Archive for Tay Garnett

The Sunday Intertitle: Where the Worst Begins

Posted in Comics, FILM with tags , , , , , , , , , on August 5, 2018 by dcairns

WEST OF HOT DOG is a (1924) silent Stan Laurel comedy, produced by Joe Rock, where Stan plays a sissified city gent all at sea in the sagebrush. Seeing Stan in a carriage with a girl at the start made me wonder if Keaton’s OUR HOSPITALITY was an influence, but Stan being a character player where Keaton was a star, he takes the tenderfootedness a lot further — into full-on effiminacy in fact. As if the glasses and camp manner weren’t enough, he’s also (the shame of it!) reading a book, entitled Let Brotherly Love Continue.

 

When the stage is held up by desperadoes, Stan retorts, “I shall see my attorney about this.” Which is funny without making much sense, since he’s the victim of a crime, not someone accused of one. Banditry was rarely tried in the civil courts out west.

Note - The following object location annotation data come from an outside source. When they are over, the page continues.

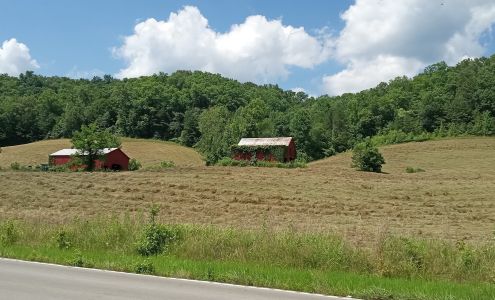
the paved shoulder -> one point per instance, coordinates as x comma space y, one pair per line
28, 280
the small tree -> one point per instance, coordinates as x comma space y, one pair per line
90, 142
365, 157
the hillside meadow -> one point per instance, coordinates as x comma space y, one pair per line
451, 200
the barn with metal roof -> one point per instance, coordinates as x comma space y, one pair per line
281, 149
112, 158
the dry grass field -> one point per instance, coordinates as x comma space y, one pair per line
148, 152
453, 199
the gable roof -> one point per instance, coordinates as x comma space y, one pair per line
276, 141
69, 152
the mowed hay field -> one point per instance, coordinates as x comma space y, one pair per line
148, 152
453, 199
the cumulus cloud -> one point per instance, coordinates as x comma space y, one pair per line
383, 39
259, 49
15, 58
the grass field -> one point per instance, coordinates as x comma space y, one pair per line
452, 200
148, 152
326, 228
397, 269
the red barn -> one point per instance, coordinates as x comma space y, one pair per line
266, 149
114, 158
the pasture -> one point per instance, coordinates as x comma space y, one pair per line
452, 200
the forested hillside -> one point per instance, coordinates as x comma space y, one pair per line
212, 112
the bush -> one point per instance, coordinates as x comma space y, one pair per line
366, 157
134, 164
9, 234
79, 261
413, 170
63, 240
156, 237
15, 166
145, 267
167, 164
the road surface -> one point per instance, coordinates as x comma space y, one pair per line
28, 280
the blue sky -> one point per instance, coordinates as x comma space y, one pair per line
345, 45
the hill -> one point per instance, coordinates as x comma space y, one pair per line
148, 152
453, 198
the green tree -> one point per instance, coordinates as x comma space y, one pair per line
90, 142
365, 157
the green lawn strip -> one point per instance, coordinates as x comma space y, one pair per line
326, 282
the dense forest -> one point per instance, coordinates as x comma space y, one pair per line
212, 113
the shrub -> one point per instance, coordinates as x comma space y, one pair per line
413, 170
63, 240
134, 164
9, 233
15, 166
366, 157
79, 261
145, 267
156, 237
167, 164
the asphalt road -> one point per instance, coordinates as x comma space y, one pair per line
28, 280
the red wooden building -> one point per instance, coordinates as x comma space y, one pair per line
265, 148
114, 158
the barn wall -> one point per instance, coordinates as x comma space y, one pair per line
290, 155
59, 160
117, 157
260, 155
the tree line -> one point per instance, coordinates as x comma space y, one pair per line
211, 112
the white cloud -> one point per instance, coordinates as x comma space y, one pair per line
15, 58
258, 50
298, 90
361, 74
383, 39
77, 73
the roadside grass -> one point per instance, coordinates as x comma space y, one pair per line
398, 268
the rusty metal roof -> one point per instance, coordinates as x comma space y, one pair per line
68, 152
276, 141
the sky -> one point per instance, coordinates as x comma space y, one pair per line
318, 46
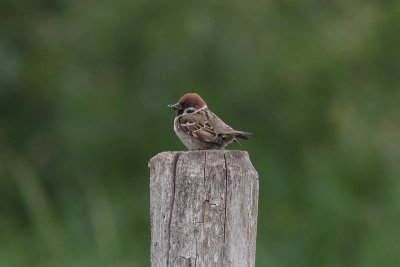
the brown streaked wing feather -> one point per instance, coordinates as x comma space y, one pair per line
197, 125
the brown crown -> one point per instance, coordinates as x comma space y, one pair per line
192, 100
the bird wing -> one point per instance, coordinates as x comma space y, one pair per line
198, 125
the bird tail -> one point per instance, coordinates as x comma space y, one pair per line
239, 134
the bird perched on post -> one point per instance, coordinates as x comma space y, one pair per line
199, 128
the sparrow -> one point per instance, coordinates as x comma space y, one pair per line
198, 128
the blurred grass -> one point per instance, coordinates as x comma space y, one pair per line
83, 94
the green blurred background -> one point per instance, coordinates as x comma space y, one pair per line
83, 92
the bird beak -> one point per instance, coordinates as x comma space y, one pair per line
175, 107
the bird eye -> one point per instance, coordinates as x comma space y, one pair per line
190, 110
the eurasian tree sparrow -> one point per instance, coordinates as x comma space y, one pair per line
199, 128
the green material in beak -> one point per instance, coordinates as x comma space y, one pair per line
174, 107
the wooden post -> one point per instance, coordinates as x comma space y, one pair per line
203, 209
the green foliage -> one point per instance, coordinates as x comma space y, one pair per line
83, 92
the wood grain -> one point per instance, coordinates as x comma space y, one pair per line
203, 208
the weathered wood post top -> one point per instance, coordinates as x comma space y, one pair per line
203, 209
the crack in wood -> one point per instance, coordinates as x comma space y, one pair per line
226, 196
174, 162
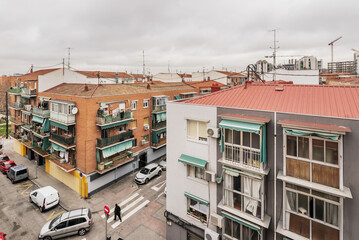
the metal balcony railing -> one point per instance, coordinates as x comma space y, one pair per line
68, 141
109, 118
103, 142
41, 112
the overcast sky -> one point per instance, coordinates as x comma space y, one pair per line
109, 35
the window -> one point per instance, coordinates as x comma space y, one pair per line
197, 210
197, 131
145, 103
308, 210
195, 172
134, 104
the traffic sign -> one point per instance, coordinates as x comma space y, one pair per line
106, 210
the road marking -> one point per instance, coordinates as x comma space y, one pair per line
159, 187
123, 203
131, 213
53, 216
128, 207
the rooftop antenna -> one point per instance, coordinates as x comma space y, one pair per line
274, 52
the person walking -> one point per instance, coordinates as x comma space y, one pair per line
117, 212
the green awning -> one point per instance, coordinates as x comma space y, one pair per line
241, 222
297, 132
240, 126
192, 161
46, 126
59, 125
115, 124
37, 119
26, 113
107, 152
198, 199
57, 147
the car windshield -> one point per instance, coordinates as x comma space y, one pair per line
55, 221
144, 170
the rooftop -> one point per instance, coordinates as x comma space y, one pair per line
333, 101
94, 90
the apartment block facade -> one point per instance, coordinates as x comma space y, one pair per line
264, 162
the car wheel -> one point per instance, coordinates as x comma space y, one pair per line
82, 232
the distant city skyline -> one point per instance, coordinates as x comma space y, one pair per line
183, 36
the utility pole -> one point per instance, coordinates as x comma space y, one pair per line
274, 52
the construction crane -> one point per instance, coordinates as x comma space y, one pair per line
331, 45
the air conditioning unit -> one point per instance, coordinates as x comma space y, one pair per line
216, 220
210, 176
210, 234
213, 132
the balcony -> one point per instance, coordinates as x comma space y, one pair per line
158, 125
103, 142
63, 117
28, 92
16, 105
41, 112
64, 140
102, 120
159, 108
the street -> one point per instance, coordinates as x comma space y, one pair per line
142, 206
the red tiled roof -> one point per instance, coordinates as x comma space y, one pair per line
93, 74
334, 101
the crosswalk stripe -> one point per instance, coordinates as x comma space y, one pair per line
128, 207
116, 224
123, 203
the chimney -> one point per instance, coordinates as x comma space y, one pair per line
215, 88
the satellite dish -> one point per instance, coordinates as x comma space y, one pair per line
74, 110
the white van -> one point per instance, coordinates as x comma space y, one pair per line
45, 197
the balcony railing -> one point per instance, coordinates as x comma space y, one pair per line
15, 90
159, 108
243, 156
109, 118
41, 112
159, 125
63, 117
16, 104
103, 142
28, 91
68, 141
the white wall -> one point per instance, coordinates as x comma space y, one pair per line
177, 181
297, 76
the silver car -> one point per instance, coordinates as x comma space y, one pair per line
69, 223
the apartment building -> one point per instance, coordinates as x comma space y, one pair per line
264, 161
89, 135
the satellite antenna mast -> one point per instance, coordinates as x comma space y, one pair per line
274, 52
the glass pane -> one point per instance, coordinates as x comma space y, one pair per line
319, 209
228, 136
331, 149
237, 137
292, 146
318, 150
246, 139
255, 141
303, 147
303, 204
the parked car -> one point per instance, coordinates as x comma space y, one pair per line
18, 173
163, 165
45, 197
6, 165
77, 221
2, 236
147, 173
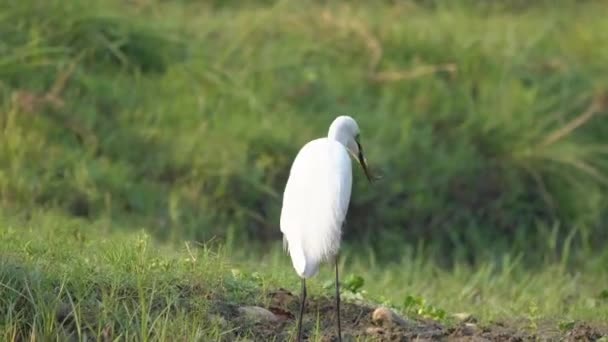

The whole thing seems to be happening in the 1920s (note the cloche hat), but an alternate universe ’20s in which stagecoaches and stick-ups still characterised the wide-open spaces. But the enclosed space of Stan’s head has no room for such concepts. This temporal confusion reminds me of the Scottish cartoon strip Desperate Dan, which always seems to be set simultaneously in the Wild West, 1950s Dundee and, occasionally, contemporary Dundee. The ’50s thing is just because the writers and artists at DC Thompson got stuck in a time-warp of their own, deep in the shadowy confines of Scotland’s first reinforced concrete building.

Titles written by future director Tay Garnett. Some great “special effects” when Stan hits his thumb with a hammer — scratches on film for cartoon effect. When he’s shot in the bum, a huge white question mark whorls out of him like a tail, or escaping gas.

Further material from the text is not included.